Surprisingly, voters in New Hampshire are hearing bipartisan answers from many candidates about the need to help nonviolent addicts seek treatment rather than throw them in prison. On the primary trail, Democratic candidate Hillary Clinton has held a community forum on substance use. Former Florida Republican Gov. Jeb Bush said the first question at his first town hall was on heroin addiction. He says people must work together on the problem with a “recovery kind of philosophy.”

In his tours of the state, New Jersey Republican Gov. Chris Christie is visiting addiction recovery centers and touting his own state’s success in getting first-time, nonviolent drug offenders into mandatory treatment. He says giving nonviolent drug offenders a way out will “create a society that understands that every life has value and no life is disposable.”

New Hampshire’s heroin concerns are being echoed in neighboring Vermont, where Democratic Gov. Peter Shumlin used his entire State of the State address last year to discuss the “full-blown heroin crisis.” Nationwide the rate of deadly heroin overdoses has nearly quadrupled since 2002, raising doubts about the traditional method of putting addicts in jail. A common complaint from police chiefs is that “we can’t arrest our way out of this problem.”

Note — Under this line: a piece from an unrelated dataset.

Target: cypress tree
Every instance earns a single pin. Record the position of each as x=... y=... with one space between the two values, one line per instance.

A new nationwide emphasis on drug use as a health issue rather than a crime problem has led to various new approaches. A promising one, recently started in cities such as Gloucester, Mass., and Seattle diverts addicts into treatment without them being arrested, usually with the assistance of a police officer. The idea of turning law-enforcing cops into occasional social workers is not an easy one. But on Aug. 17, the White House Office of National Drug Control Policy pledged $2.5 million to 15 hard-hit states in the Northeast with one aim being to educate police about treatment options for addicts. The announcement was generally supported by Senate majority leader Mitch McConnell, a Republican.

Studies still need to be done on whether early-diversion programs will work. In Santa Fe, N.M., the program is only a year old, but the state’s First Judicial District Attorney Angela Pacheco justifies it as necessary in order to help addicts “reclaim their integrity,” as she told the National Journal.

And in a testimony to Congress last month, she said the program is “about recognizing that a person with an opiate addiction is a person, not just another statistic, not another criminal defendant for me to prosecute, but someone whose life does matter.”

That is a sentiment now popular in New Hampshire, a state that is neither red nor blue, and where presidential candidates of both major parties are being asked to take a stand.